RunConfig.mlflow_hparams() writes:

graphids.stage
graphids.dataset
graphids.seed
graphids.plan_id
graphids.git_sha
graphids.run_dir
graphids.backend
graphids.representation
graphids.representation_cfg/*
graphids.payload/*
graphids.resource/*

Nested payload fields are flattened by Lightning's MLFlowLogger.

Metrics

Lightning modules log keys such as:

train_loss
train_acc
val_loss
val_acc
val_auroc

graphids.exp.runtime explicitly logs final trainer.callback_metrics after fit and test, so short runs still leave final metric values.

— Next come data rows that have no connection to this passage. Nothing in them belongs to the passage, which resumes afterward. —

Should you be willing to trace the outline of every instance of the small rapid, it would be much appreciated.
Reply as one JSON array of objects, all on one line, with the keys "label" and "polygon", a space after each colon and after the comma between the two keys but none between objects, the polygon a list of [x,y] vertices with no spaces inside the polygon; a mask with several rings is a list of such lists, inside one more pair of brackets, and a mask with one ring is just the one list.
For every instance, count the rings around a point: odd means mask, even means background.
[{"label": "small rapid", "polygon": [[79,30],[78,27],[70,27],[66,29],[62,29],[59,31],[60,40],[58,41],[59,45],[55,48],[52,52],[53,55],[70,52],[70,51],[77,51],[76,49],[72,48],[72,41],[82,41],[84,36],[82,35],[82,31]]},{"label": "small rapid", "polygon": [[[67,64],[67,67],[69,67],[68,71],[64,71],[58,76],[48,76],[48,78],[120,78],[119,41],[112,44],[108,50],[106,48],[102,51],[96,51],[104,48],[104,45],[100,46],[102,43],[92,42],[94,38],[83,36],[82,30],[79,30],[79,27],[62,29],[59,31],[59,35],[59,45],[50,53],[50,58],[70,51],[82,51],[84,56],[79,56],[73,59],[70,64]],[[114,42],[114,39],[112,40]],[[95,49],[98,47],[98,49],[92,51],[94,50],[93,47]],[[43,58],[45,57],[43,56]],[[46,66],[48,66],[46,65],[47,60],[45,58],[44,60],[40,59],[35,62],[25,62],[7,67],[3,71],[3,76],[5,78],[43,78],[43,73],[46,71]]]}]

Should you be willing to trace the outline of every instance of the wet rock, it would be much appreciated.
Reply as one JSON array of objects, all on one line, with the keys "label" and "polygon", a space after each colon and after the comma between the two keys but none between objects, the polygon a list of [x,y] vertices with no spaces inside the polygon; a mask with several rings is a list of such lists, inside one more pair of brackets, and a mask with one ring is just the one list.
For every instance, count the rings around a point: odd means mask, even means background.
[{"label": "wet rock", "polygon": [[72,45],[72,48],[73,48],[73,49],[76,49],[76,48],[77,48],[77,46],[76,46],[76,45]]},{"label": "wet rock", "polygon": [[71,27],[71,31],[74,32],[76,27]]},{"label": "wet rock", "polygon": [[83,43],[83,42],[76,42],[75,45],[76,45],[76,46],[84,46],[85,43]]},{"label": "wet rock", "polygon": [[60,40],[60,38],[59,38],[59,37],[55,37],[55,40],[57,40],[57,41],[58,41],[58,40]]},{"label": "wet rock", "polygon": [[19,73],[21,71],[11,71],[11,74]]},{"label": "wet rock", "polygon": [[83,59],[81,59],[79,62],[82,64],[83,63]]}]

System metrics are sampled through MLflowSystemMetricsCallback when a Lightning run starts.

SLURM Logs

Current jobs write under:

/fs/ess/PAS1266/graphids/slurm_logs/
  scripts/{experiment_name}.sbatch
  {experiment_name}_{job_id}.out
  {experiment_name}_{job_id}.err

Examples:

tail -n 80 /fs/ess/PAS1266/graphids/slurm_logs/gat_snapshot_sequence_real_47912353.err
sacct -j 47912353 --format=JobID,JobName%36,State,ExitCode,Elapsed -P
squeue -j 47912353 -o '%i %j %T %M %R'

Querying MLflow

from graphids._mlflow import configure_tracking_uri
from mlflow.tracking import MlflowClient

configure_tracking_uri()
client = MlflowClient()
experiments = client.search_experiments(filter_string="name LIKE 'graphids/%'")
exp_ids = [e.experiment_id for e in experiments]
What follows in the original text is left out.